En Société

Après deux ans de prison, Hind el Achchabi de retour dans la presse marocaine

Hind El Achbabi, la femme d’affaires marocaine, signe son retour au devant de la scène avec une interview accordée au journal français libération. Elle y annonce notamment son retour dans le business.

Le Come back

Voilà une nouvelle qui risque d’en surprendre plus d’un et plus d’une. Alors que nombreux étaient ceux qui pensaient la carrière de la quadragénaire enterrée suite à son passage de deux ans par la case prison pour adultère, HInd El Achbabi vient d’annoncer son retour sur le devant de la scène médiatique.

Au quotidien français venu la rencontrer au Royal Mansour où elle séjournait à Marrakech, en décembre, la femme d’affaires a en effet annoncé le retour dans les kiosques de son précédent magazine féminin, Illy.

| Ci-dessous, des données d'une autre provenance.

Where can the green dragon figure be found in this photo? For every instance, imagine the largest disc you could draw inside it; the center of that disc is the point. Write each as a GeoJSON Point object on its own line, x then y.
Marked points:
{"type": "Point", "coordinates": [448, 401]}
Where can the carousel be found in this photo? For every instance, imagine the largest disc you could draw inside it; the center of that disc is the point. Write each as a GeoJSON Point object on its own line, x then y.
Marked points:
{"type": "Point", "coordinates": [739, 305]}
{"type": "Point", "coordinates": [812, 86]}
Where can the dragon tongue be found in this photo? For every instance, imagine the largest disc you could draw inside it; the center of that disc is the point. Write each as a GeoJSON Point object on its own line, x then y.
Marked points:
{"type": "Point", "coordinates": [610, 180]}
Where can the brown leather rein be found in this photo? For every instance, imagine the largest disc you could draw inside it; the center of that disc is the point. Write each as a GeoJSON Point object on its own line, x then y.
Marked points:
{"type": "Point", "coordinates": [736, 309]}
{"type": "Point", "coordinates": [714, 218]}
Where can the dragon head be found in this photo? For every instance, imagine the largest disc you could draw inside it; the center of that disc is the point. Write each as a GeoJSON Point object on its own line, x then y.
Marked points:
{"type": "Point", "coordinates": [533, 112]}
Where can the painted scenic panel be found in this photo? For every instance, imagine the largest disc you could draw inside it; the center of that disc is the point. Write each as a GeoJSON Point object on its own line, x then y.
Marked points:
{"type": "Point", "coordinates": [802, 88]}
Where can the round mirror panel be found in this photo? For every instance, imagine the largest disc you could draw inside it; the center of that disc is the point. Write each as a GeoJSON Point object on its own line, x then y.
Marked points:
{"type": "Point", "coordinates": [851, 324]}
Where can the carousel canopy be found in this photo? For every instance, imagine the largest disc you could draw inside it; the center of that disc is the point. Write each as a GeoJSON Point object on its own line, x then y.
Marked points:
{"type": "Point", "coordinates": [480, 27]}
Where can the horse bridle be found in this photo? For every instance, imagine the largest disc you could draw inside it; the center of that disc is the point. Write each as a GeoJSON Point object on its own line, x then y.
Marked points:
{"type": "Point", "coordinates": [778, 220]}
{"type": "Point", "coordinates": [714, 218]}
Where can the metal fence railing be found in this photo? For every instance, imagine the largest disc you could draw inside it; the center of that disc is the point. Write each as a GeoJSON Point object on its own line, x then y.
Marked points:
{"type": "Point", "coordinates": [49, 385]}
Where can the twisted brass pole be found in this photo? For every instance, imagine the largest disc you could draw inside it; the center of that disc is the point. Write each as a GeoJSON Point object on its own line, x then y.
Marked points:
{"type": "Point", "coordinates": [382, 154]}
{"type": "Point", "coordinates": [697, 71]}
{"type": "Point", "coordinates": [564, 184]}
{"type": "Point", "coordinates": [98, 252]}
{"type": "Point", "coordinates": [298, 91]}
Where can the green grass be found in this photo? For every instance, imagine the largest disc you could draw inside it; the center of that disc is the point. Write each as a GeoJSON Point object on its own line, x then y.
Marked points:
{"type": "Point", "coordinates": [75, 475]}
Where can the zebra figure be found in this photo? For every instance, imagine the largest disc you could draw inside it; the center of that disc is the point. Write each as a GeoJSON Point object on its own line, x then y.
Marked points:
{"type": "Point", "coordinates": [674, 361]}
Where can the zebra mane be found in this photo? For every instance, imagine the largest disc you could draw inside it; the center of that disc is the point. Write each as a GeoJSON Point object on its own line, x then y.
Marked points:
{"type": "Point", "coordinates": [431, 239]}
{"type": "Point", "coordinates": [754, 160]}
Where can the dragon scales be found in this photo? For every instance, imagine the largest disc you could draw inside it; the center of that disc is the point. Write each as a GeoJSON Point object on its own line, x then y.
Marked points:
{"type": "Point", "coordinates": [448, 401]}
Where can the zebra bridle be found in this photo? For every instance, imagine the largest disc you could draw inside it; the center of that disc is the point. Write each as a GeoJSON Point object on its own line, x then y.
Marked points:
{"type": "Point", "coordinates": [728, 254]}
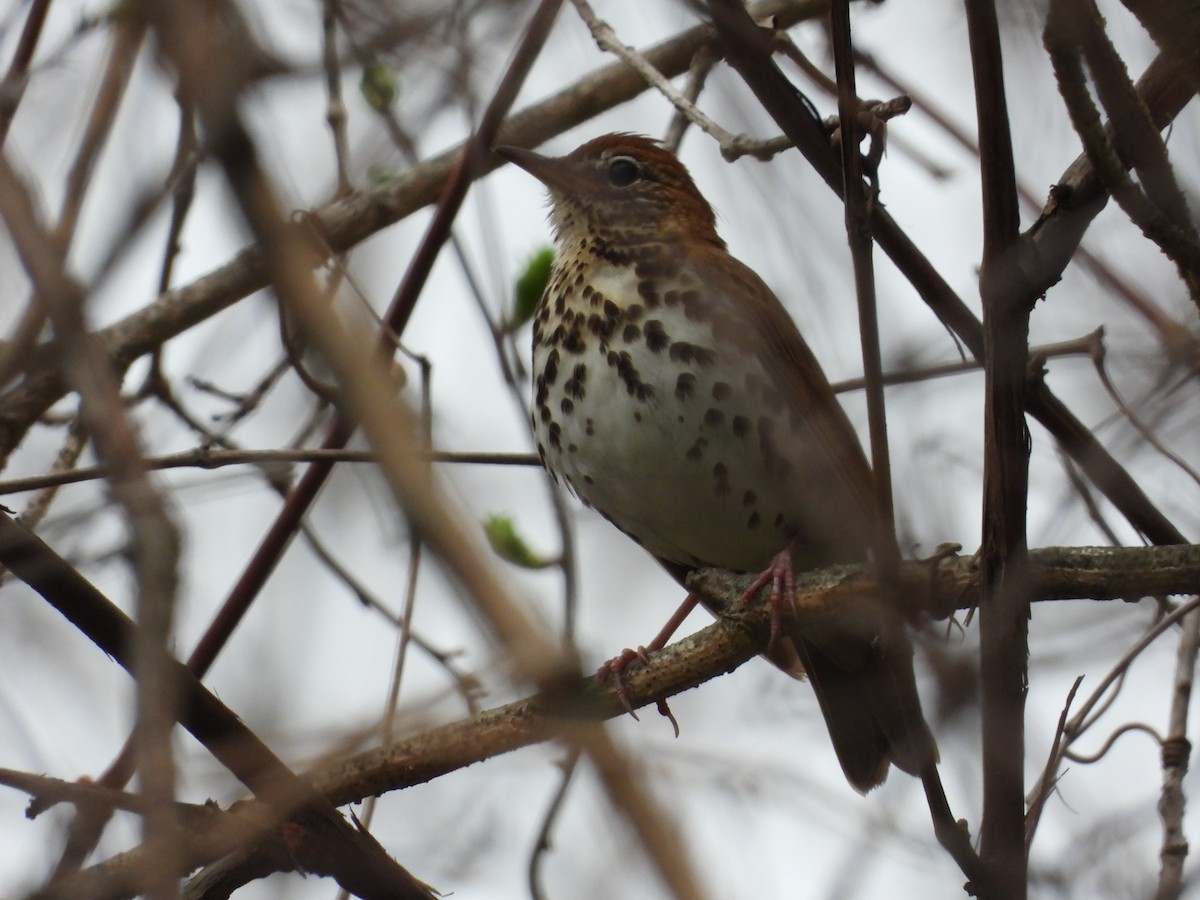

Toujours à la tête du groupe Dalia Développement, englobant l’aviation d’affaires ainsi que l’immobilier et le luxe, elle a toutefois du se séparer de la boutique Roberto Cavalli dont elle détenait la franchise marocaine.

« Pour prolonger son combat, Hind el Achchabi, qui refuse de s’ériger en «victime», compte relancer en 2019 son magazine féminin Illi («ma fille», en berbère), disparu des radars pendant sa détention, avec une version arabe pour s’adresser aux femmes de toutes les couches sociales. » nous apprend ainsi la publication française qui revient dans son article sur l’affaire sordide qui a mené cette femme en prison.

 

Retour sur une affaire sordide

Condamnée en Août 2016 pour adultère, Hind El Achchabi, mère de trois enfants purgera une peine de deux ans ferme à la prison de Salé.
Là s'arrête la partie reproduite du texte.